"In the second half of the twentieth century, Latin America was dominated by right-wing dictatorships and internal conflicts. Although nearly half of the missing persons and forced disappearances in that period occurred in Guatemala, that is still generally ignored in our country. The topic is and will continue to be a taboo: a wound that can only heal based on broad dialogue."
Stefan Benchoam, Guatemalan artist, participated in the first performance festival organised in Antigua Guatemala on 7 and 8 June 1008 within the framework of the exposition Los Desaparacidos (The Missing). The exposition consists of a collection of work by twenty-five Latin American artists who have used their photography, mechanical works, illustrations and sculptures to illustrate the theme of 'missing persons and forced disappearances'. The artists have all experienced the atrocities: when their friends and relatives disappeared, in resistance, as refugees or as inhabitants of countries torn apart by civil war.
Luis González Palma, with his photo collage Tensiones herméticas (Hermetic Tensions), was the only Guatemalan artist to participate in the exposition. "Art can work outside of political activism to raise questions about sensitive social issues. My photographs were made in various periods and can be interpreted in a number of ways. But the absence, uprooting, isolation and pain they express create an emotional experience between the work and the viewer."

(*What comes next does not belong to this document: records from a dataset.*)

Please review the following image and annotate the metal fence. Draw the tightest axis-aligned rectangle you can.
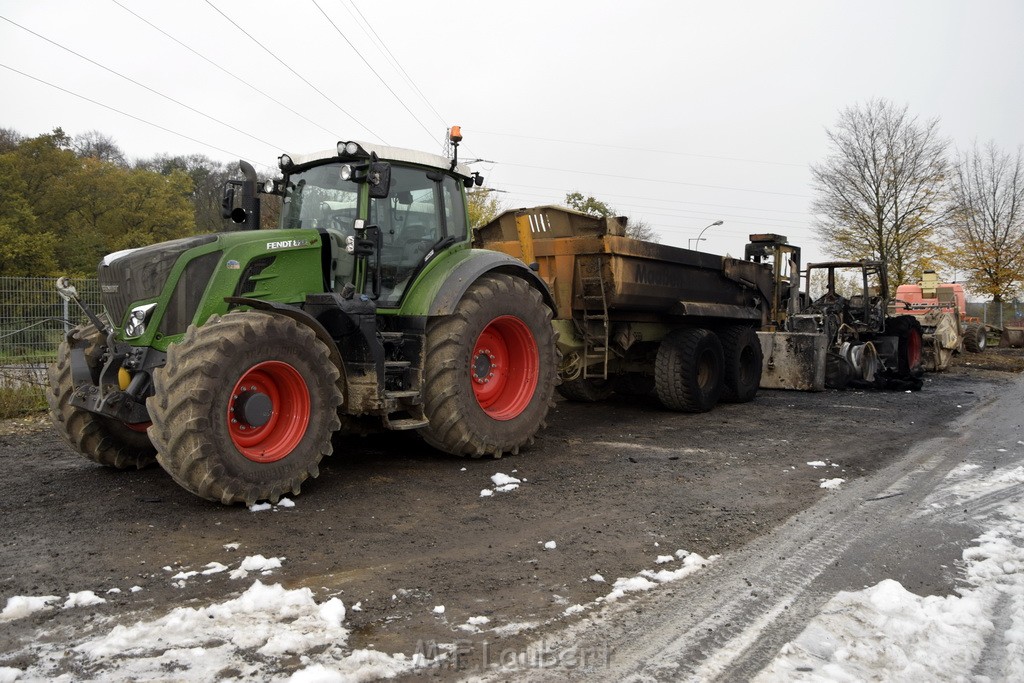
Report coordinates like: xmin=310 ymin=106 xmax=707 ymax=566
xmin=965 ymin=301 xmax=1024 ymax=329
xmin=0 ymin=277 xmax=102 ymax=393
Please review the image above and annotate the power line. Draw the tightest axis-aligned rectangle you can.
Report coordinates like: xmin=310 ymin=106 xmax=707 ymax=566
xmin=500 ymin=182 xmax=815 ymax=217
xmin=0 ymin=62 xmax=269 ymax=169
xmin=499 ymin=161 xmax=813 ymax=198
xmin=0 ymin=14 xmax=285 ymax=151
xmin=469 ymin=129 xmax=809 ymax=169
xmin=203 ymin=0 xmax=386 ymax=143
xmin=111 ymin=0 xmax=344 ymax=143
xmin=342 ymin=0 xmax=448 ymax=128
xmin=310 ymin=0 xmax=436 ymax=145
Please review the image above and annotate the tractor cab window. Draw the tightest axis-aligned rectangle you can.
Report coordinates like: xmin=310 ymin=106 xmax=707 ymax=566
xmin=280 ymin=163 xmax=360 ymax=233
xmin=369 ymin=166 xmax=444 ymax=305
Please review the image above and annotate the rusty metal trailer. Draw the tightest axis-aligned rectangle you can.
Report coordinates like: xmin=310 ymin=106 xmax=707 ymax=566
xmin=474 ymin=206 xmax=776 ymax=411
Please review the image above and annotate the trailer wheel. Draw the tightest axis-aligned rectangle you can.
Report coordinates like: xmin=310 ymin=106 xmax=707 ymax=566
xmin=654 ymin=328 xmax=724 ymax=412
xmin=964 ymin=323 xmax=987 ymax=353
xmin=421 ymin=273 xmax=557 ymax=457
xmin=718 ymin=325 xmax=763 ymax=403
xmin=46 ymin=321 xmax=156 ymax=469
xmin=148 ymin=312 xmax=342 ymax=505
xmin=557 ymin=377 xmax=614 ymax=402
xmin=887 ymin=315 xmax=924 ymax=377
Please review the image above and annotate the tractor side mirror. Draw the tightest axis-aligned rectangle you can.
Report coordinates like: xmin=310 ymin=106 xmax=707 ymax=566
xmin=367 ymin=162 xmax=391 ymax=199
xmin=220 ymin=183 xmax=237 ymax=219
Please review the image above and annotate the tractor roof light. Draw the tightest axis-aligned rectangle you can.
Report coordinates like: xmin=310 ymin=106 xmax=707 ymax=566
xmin=338 ymin=141 xmax=365 ymax=158
xmin=278 ymin=154 xmax=293 ymax=171
xmin=340 ymin=164 xmax=353 ymax=181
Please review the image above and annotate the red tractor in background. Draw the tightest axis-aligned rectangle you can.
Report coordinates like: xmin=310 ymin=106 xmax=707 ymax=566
xmin=893 ymin=271 xmax=987 ymax=371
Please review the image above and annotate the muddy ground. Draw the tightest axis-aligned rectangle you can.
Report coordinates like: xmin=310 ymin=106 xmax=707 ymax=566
xmin=1 ymin=348 xmax=1023 ymax=678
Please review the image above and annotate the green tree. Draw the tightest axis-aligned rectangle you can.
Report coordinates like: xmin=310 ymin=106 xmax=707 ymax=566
xmin=564 ymin=191 xmax=658 ymax=241
xmin=467 ymin=189 xmax=506 ymax=229
xmin=0 ymin=155 xmax=58 ymax=276
xmin=811 ymin=99 xmax=951 ymax=287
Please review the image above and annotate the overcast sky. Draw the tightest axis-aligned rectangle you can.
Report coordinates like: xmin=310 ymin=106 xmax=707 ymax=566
xmin=2 ymin=0 xmax=1022 ymax=262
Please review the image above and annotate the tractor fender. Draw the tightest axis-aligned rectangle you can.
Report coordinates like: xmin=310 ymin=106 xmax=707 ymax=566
xmin=427 ymin=252 xmax=557 ymax=317
xmin=224 ymin=297 xmax=345 ymax=373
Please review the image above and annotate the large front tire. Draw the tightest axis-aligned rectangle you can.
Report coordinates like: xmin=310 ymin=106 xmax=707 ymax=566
xmin=46 ymin=320 xmax=156 ymax=469
xmin=420 ymin=274 xmax=557 ymax=458
xmin=655 ymin=328 xmax=724 ymax=412
xmin=148 ymin=312 xmax=342 ymax=505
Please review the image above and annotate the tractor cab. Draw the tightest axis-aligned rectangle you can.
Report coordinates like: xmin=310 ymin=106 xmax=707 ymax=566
xmin=240 ymin=137 xmax=479 ymax=308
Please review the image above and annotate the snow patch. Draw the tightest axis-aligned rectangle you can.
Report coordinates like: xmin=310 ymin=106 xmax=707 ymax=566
xmin=819 ymin=478 xmax=846 ymax=490
xmin=543 ymin=541 xmax=557 ymax=550
xmin=230 ymin=554 xmax=284 ymax=580
xmin=1 ymin=595 xmax=59 ymax=622
xmin=63 ymin=591 xmax=106 ymax=609
xmin=590 ymin=574 xmax=606 ymax=583
xmin=806 ymin=461 xmax=827 ymax=467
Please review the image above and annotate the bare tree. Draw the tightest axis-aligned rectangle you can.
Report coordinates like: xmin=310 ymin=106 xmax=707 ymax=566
xmin=946 ymin=142 xmax=1024 ymax=302
xmin=811 ymin=99 xmax=951 ymax=287
xmin=73 ymin=130 xmax=127 ymax=166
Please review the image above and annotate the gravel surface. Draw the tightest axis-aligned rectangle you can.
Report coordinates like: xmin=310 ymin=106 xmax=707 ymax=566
xmin=1 ymin=350 xmax=1021 ymax=679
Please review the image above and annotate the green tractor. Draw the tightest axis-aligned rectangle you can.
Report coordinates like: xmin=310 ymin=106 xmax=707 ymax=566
xmin=48 ymin=131 xmax=558 ymax=505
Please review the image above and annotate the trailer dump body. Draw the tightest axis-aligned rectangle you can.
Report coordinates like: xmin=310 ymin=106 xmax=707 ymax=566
xmin=475 ymin=206 xmax=773 ymax=324
xmin=475 ymin=206 xmax=774 ymax=412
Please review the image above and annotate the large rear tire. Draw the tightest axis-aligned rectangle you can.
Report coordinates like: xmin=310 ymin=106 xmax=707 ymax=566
xmin=46 ymin=320 xmax=156 ymax=469
xmin=964 ymin=323 xmax=987 ymax=353
xmin=148 ymin=312 xmax=342 ymax=505
xmin=718 ymin=325 xmax=763 ymax=403
xmin=654 ymin=328 xmax=724 ymax=412
xmin=420 ymin=274 xmax=557 ymax=458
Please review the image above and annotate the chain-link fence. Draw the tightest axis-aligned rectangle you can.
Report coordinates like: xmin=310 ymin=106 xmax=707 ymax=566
xmin=0 ymin=277 xmax=102 ymax=399
xmin=964 ymin=301 xmax=1024 ymax=329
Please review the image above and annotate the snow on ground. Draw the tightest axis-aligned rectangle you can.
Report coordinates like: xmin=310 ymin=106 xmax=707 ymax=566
xmin=1 ymin=595 xmax=59 ymax=622
xmin=2 ymin=581 xmax=436 ymax=681
xmin=756 ymin=463 xmax=1024 ymax=681
xmin=562 ymin=551 xmax=717 ymax=615
xmin=819 ymin=478 xmax=846 ymax=490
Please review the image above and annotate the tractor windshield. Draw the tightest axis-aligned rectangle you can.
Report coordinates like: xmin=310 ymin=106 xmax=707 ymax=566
xmin=280 ymin=164 xmax=360 ymax=232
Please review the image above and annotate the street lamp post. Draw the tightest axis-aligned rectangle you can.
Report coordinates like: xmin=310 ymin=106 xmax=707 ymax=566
xmin=689 ymin=220 xmax=723 ymax=252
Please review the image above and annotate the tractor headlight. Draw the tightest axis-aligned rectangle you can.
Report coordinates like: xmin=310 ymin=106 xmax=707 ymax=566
xmin=340 ymin=164 xmax=353 ymax=181
xmin=124 ymin=303 xmax=157 ymax=338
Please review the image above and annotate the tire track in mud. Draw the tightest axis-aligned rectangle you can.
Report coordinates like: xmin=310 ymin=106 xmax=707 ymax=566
xmin=479 ymin=376 xmax=1020 ymax=682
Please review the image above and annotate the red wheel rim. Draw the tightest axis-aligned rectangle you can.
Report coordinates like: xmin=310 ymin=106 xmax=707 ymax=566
xmin=907 ymin=329 xmax=922 ymax=368
xmin=124 ymin=421 xmax=152 ymax=433
xmin=470 ymin=315 xmax=540 ymax=420
xmin=228 ymin=361 xmax=310 ymax=463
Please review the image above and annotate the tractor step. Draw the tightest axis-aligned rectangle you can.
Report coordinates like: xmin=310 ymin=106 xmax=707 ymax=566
xmin=385 ymin=417 xmax=429 ymax=430
xmin=385 ymin=389 xmax=420 ymax=400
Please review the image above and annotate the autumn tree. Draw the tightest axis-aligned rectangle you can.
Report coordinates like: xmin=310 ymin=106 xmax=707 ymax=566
xmin=945 ymin=142 xmax=1024 ymax=301
xmin=564 ymin=191 xmax=659 ymax=242
xmin=466 ymin=189 xmax=506 ymax=229
xmin=811 ymin=99 xmax=951 ymax=287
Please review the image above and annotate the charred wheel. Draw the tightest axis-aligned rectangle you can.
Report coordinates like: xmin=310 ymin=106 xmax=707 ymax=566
xmin=887 ymin=315 xmax=925 ymax=378
xmin=148 ymin=312 xmax=342 ymax=505
xmin=718 ymin=324 xmax=763 ymax=403
xmin=655 ymin=327 xmax=724 ymax=412
xmin=421 ymin=273 xmax=557 ymax=457
xmin=47 ymin=320 xmax=156 ymax=469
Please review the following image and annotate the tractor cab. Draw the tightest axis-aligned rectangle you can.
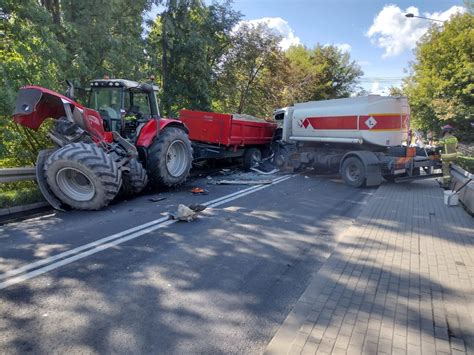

The exposition and the festival both took place in the same period as the National Memorial Day for the victims of Guatemala's civil war, held each year on 21 June. "Although the theme is confrontational, to us it is a reality that we must learn to live with. In general, visitors' reactions are positive: they consider it a platform for dialogue. Sadly, the national media devoted virtually no attention to the performance festival. That tells you something about the low level of acceptance of performance as an art form, and certainly also about the stigma that is still assigned to this theme," said Benchoam.
That realisation is confirmed by a girl that stops to look at the work by González Palma: "Don't you agree that this piece is subtle for the very reason that it expresses fear, that this is still a current topic?"